Und nun? Wird der "Wald der Zukunft" in einer mitteleuropäischen Dürrezone liegen? Das gerade mal anlaufende Jahrzehnt der 2020er Jahre befördert keine allzu großen Erwartungen. Metertief waren die Waldböden im Herbst 2020 und im Jahr darauf noch staubtrocken.

Anhaltende Dürre im Wald und die dramatischen Folgen des Käferbefalls lassen sich durch wohlmeinende Programme allein nicht aus der Welt schaffen. Forstamtschef Kay Boenig ist daher, wenn überhaupt, nur verhalten optimistisch. Von den mehreren tausend Hektar Kahlflächen in seinem Revier wurden bislang erst auf 300 Hektar neue Pflänzchen gesetzt. Es fehle an Geldmitteln, an Pflanzen und auch an Personal: "Das ist eine Aufgabe, die mindestens zwei Jahrzehnte brauchen wird".

Baum-Alarm, auch in der Stadt

Auch in den Städten sieht man sich mit den Problemen konfrontiert. Die Stadtbäume sind in großem Stil anfälliger geworden für Krankheiten und Pilzbefall. In der Rheinmetropole Köln etwa, so die Auskunft der dortigen Verwaltung, gibt es 1.250.103 Bäume auf städtischem Grund (Stand April 2022; 81.000 gelten als Straßenbäume, Mindestmaß für die Zählung sind sieben Meter Baumhöhe).

Immer mehr von ihnen können die zunehmenden Stressfaktoren kaum mehr kompensieren.

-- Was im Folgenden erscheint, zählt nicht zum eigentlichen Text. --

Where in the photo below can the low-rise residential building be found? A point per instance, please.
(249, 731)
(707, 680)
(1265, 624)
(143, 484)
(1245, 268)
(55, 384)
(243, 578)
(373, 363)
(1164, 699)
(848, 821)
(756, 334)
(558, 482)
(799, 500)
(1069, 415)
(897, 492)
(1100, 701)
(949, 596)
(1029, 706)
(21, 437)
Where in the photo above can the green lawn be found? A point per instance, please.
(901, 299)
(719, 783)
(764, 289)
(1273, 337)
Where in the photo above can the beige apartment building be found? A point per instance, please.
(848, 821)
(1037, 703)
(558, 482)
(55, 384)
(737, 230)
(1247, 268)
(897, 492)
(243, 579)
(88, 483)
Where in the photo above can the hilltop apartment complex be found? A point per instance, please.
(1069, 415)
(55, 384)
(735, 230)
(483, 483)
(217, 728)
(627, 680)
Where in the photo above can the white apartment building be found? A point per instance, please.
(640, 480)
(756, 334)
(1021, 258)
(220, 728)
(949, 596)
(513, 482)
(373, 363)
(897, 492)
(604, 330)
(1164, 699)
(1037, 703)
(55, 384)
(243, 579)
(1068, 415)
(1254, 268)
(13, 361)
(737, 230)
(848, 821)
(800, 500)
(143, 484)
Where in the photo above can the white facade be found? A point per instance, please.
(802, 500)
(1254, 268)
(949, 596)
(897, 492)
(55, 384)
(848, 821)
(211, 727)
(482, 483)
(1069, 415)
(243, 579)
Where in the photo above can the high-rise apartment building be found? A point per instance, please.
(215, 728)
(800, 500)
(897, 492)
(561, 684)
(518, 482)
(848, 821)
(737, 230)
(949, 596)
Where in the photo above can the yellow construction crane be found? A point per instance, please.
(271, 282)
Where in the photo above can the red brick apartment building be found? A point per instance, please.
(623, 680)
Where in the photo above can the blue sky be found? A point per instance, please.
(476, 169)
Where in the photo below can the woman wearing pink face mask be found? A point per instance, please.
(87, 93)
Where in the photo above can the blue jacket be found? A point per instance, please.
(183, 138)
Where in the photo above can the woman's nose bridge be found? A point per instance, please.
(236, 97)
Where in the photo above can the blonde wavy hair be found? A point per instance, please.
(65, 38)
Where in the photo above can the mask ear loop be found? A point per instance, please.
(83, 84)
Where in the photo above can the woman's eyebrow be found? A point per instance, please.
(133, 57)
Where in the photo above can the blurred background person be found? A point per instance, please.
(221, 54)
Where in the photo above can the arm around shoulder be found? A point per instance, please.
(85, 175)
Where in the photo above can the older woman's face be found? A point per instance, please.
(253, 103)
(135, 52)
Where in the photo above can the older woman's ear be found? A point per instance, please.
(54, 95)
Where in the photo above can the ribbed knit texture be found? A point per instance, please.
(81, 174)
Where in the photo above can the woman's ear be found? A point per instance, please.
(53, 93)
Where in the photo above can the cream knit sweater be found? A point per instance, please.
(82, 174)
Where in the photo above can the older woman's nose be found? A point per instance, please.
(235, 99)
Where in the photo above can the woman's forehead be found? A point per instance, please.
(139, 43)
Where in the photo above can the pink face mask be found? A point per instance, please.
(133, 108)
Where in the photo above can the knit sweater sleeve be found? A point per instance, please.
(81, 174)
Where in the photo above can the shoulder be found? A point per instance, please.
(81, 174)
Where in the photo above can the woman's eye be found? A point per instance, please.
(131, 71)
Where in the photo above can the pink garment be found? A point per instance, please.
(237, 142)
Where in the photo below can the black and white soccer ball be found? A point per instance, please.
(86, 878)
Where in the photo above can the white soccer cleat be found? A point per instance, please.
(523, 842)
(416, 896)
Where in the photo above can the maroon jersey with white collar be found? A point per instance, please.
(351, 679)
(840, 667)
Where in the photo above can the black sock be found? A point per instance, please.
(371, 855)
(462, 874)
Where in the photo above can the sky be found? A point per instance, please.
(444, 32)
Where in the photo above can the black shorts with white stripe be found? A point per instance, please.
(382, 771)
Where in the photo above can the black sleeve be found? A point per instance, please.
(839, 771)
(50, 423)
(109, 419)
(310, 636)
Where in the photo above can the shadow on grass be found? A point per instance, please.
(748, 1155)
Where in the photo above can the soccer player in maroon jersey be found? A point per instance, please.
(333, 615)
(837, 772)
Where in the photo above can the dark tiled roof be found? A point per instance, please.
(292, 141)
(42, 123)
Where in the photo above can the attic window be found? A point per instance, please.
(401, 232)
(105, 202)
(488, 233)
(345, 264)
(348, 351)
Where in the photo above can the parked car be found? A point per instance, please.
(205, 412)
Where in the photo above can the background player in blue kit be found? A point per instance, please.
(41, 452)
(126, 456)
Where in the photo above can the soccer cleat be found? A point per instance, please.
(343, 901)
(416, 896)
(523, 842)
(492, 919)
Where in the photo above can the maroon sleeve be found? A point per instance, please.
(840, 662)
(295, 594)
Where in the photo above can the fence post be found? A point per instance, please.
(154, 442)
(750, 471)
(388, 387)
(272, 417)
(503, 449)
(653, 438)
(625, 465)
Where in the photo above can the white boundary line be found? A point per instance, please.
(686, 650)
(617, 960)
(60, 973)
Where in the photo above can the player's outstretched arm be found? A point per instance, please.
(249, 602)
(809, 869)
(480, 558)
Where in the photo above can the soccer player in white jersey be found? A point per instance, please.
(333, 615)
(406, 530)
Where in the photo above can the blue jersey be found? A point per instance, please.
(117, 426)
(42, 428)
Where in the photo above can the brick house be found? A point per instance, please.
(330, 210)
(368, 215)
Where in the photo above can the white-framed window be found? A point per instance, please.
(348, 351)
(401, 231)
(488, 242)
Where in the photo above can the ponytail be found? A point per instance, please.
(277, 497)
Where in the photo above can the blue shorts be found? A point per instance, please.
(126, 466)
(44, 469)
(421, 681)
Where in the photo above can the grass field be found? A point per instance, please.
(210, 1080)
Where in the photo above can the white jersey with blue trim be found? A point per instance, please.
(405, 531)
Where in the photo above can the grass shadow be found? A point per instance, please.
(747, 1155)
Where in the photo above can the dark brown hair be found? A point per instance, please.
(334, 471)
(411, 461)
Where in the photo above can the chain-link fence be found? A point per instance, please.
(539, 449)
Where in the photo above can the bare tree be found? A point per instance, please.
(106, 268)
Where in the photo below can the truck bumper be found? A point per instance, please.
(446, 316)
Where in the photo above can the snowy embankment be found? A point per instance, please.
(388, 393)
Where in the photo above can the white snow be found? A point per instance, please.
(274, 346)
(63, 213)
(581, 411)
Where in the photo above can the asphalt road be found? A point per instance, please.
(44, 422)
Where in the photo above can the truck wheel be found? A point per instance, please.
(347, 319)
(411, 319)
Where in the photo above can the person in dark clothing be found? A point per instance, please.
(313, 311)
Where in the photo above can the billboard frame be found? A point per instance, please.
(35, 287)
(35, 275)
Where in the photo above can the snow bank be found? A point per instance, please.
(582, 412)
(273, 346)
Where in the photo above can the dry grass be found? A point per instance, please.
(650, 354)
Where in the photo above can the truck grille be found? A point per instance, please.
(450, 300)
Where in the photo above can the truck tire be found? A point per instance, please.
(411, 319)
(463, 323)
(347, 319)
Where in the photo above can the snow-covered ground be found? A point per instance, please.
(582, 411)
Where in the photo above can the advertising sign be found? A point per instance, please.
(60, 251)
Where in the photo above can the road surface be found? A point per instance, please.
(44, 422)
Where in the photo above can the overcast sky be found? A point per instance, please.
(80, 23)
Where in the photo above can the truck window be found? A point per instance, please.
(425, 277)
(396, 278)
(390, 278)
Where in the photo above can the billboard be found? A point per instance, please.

Im urbanen Raum haben Bäume Einfluss auf das Mikroklima, filtern Feinstaub aus der Luft, spenden Schatten und sollen so nützliche Helfer sein im Kampf gegen drohende Überhitzung während der Sommermonate. Köln testet derzeit 22 Arten, die eigentlich fernab des Rheinlands zuhause sind.

Es ist in weiten Teilen ein Experiment. Man hält Ausschau nach Pflanzen aus dem heißen Mittelmeerraum oder aus den trockenen kontinental-asiatischen Gebieten. "Klimatische Bedingungen, wie sie für unseren Raum prognostiziert werden", lautet die trockene Auskunft der Stadt.